Does This Mark The End For Angela Merkel’s Rule?

Following a vote ordeal on Tuesday in her home state, Germany’s media seems to point to Chancellor Angela Merkel’s days of leadership to her nation and Europe’s biggest economy, being through

Headlines were direct, all worded slightly differently, yet indicating that change was soon to come. Some included, “Merkel’s rule collapses,” and “Merkel is past her zenith.” The shift in support arguably comes due to voters being angry over Merkel’s stance on the refugee crisis, which is quite a liberal one, and left the Christian Democratic Union trailing behind a “rightwing populist party in Sunday’s state poll,” as the Associated French Press shares.
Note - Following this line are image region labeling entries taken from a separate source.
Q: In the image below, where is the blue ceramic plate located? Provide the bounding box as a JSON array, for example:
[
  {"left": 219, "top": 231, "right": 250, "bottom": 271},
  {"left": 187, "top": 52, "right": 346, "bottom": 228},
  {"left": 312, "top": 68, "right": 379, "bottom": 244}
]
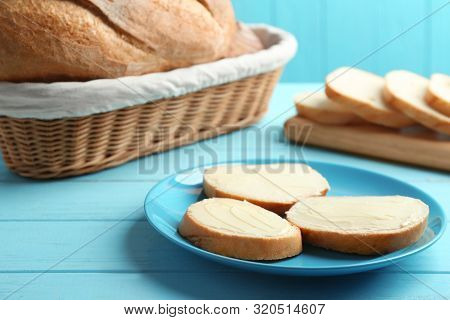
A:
[{"left": 145, "top": 161, "right": 446, "bottom": 276}]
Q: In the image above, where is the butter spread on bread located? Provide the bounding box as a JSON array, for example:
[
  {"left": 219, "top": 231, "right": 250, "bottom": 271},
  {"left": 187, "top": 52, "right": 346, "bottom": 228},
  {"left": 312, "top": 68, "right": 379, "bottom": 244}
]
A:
[
  {"left": 203, "top": 163, "right": 330, "bottom": 214},
  {"left": 178, "top": 198, "right": 302, "bottom": 260},
  {"left": 287, "top": 196, "right": 429, "bottom": 255}
]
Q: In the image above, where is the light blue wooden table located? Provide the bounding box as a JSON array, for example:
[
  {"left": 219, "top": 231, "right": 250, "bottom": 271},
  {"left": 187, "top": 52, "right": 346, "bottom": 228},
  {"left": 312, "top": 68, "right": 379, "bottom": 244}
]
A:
[{"left": 0, "top": 84, "right": 450, "bottom": 299}]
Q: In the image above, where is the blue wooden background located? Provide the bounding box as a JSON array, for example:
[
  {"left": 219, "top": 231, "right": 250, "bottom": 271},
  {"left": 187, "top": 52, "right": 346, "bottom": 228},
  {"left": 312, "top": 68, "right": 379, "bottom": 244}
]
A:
[{"left": 233, "top": 0, "right": 450, "bottom": 82}]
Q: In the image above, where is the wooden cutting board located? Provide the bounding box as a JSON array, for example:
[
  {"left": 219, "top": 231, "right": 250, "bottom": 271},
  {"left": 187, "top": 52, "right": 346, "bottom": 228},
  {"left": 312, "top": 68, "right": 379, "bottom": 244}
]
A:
[{"left": 284, "top": 116, "right": 450, "bottom": 171}]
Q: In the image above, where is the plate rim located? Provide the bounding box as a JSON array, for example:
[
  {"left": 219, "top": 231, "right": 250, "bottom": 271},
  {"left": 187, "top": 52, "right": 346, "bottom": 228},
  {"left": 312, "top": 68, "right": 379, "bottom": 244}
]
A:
[{"left": 144, "top": 158, "right": 447, "bottom": 275}]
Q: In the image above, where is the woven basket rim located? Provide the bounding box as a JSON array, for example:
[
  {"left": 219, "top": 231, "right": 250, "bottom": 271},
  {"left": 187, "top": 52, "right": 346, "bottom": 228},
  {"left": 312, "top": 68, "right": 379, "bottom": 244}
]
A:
[{"left": 0, "top": 25, "right": 297, "bottom": 120}]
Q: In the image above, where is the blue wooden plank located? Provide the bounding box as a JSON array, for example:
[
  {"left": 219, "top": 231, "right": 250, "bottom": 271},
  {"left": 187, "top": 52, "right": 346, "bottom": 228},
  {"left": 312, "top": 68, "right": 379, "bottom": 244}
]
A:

However, there is still a year to go until general elections and at the moment, there remains to be any competitors who seem to be strong enough to fully overthrow Merkel, seeing as Germany’s political state is quite fractured. This leaves analysts to warn not to write the chancellor off just yet.

Up until last year, from the point she took command in 2005, Merkel saw approval ratings soar as high as 75 percent. In September of 2015, she looked as though she would remain in power for many years to come after earning praise worldwide following her decision to open doors to Syrian refugees and migrants fleeing from war-oppressed nations.

How so very much can change in a year’s time. Fears have arisen over integrating millions of individuals who entered Germany seeking refuge thanks to Merkel’s policy. These worries, indeed, played their role in the polls recently taken. At this point, only 44 percent of voters wish to have Merkel seek a fourth term as leader of the nation, a position that has been hers for over a decade.

The Leader of the CSU which is the CDU’s Bavarian sister party, Horst Seehofer, noted the pressure felt after the results of Sunday’s polls were made known, stating, “the situation is a serious threat for the Union”.

“The people no longer understand how policy is made in Germany. They feel like they are not included.”

The Leader of the SDP, which is the junior coalition partner to the CDU, Sigmar Gabriel, also hurled accusations Merkel’s way, accusing the chancellor of “empty words.”

“Mrs Merkel seemed to be happy to leave it at the ‘We can do it’ stage. Our criticism is centred on repeating ‘We can do it’ without actually doing it,” he said, in reference to the German leader’s rallying call for her refugee policy.

For all of the negativity thrown at Angela Merkel, however, there really seems to be, as aforementioned, no strong alternative or competitor to the long-time leader of Germany. Gabriel only has 16 percent of voters wanting him to take over the rule. Fellow party member Frank-Walter Steinmeier, the foreign minister of Germany, did better with 38 percent of the vote, yet he still trails Merkel and her 44 percent of the vote.

Within Merkel’s own conservative alliance, there also remains to be seen an individual who comes close to her slice of the political pie. Seehofer received only 26 percent while the Defense Minister Ursula von der Leyen tallied up a mere 15 percent in the polls carried out last week.

Political analyst at the German Marshall Fund spoke with the Associated French Press about how ironic it is that with all the negative press and speculation that Merkel is done, nothing really seems to be all that different.

“It’s a really funny situation… because actually nothing changes at all. There’s no threat to Merkel really — partly because there is no real alternative, and her opponents within the CDU know that… she is probably still the best election winner that the CDU has.”